How our earlier website redesign went webbishly wrong (and how you can learn from it).

How our earlier website redesign went webbishly wrong (and how you can learn from it).

When TFG began redesigning our own website (this here one), everyone at the table had an equal vote: web designers, web development team, sales/marketing folks and the gang from management. We approached the project like most businesses would.

We polished. We added/ subtracted stuff. Then we polished some more.

Unfortunately, little by little we’d polished and sanded the rough, risk-taking edges right off – until we were left with something boring, watered down and with almost nothing of our new site’s original vision, charm and ballsy-ness.

Our new website’s copy was crap and the design was, well, not anything you’d want to show at the rodeo. All because we’d tried to placate everyone at the office and didn’t want to isolate (or potentially put off) potential prospects. We played it safe. But who the heck cares about safe? We wanna be digital daredevils when (and if) we grow up!

We polished. We added/ subtracted stuff. Then we polished some more.

Comic courtesy of Dilbert.com

How we (TFG) got our website redesign back on track.

We had to step back from the whole thing (forgetting about the total number of hours we’d already sunk into the project) and admit it was doomed. In all honesty, it would’ve been much easier to keep heading down the path we were on and just launch the website as designed (the path that would’ve driven us straight into an embarrassing ditch).

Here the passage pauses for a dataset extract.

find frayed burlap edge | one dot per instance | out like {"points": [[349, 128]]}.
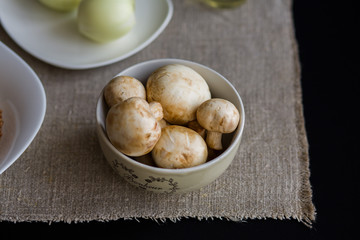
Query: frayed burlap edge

Much more difficult was having conversations with our web designers – and the rest of the web development team – about scrapping everything we’d done and starting over with laser-sharp, tunnel-vision focus.

This focus also included designating one person as our copywriting standard-bearer and another one person who reviews all the edited copy. Not only has this eliminated the “pile on” mentality of the typical copywriting-by-committee process, it means all the copy on our website (no matter which Fowlerite may have originally written it) now speaks to our brand with only one voice.

While we obviously wish we’d gotten it right the first time, TFG’s really happy (and proud) we had the guts to call an audible and start over. And since we launched our website redesign, the results have been nothing short of amazing.

Smart move you need to make

Before doing anything else, admit there are more ditches in the center (where consensus is sought) than along the fringes where innovation, discovery and true change happen.

Playing it safe by making sure everyone is “happy” is the fast track to mediocrity; if everyone is okay with the direction you’re headed, not enough risk is being taken.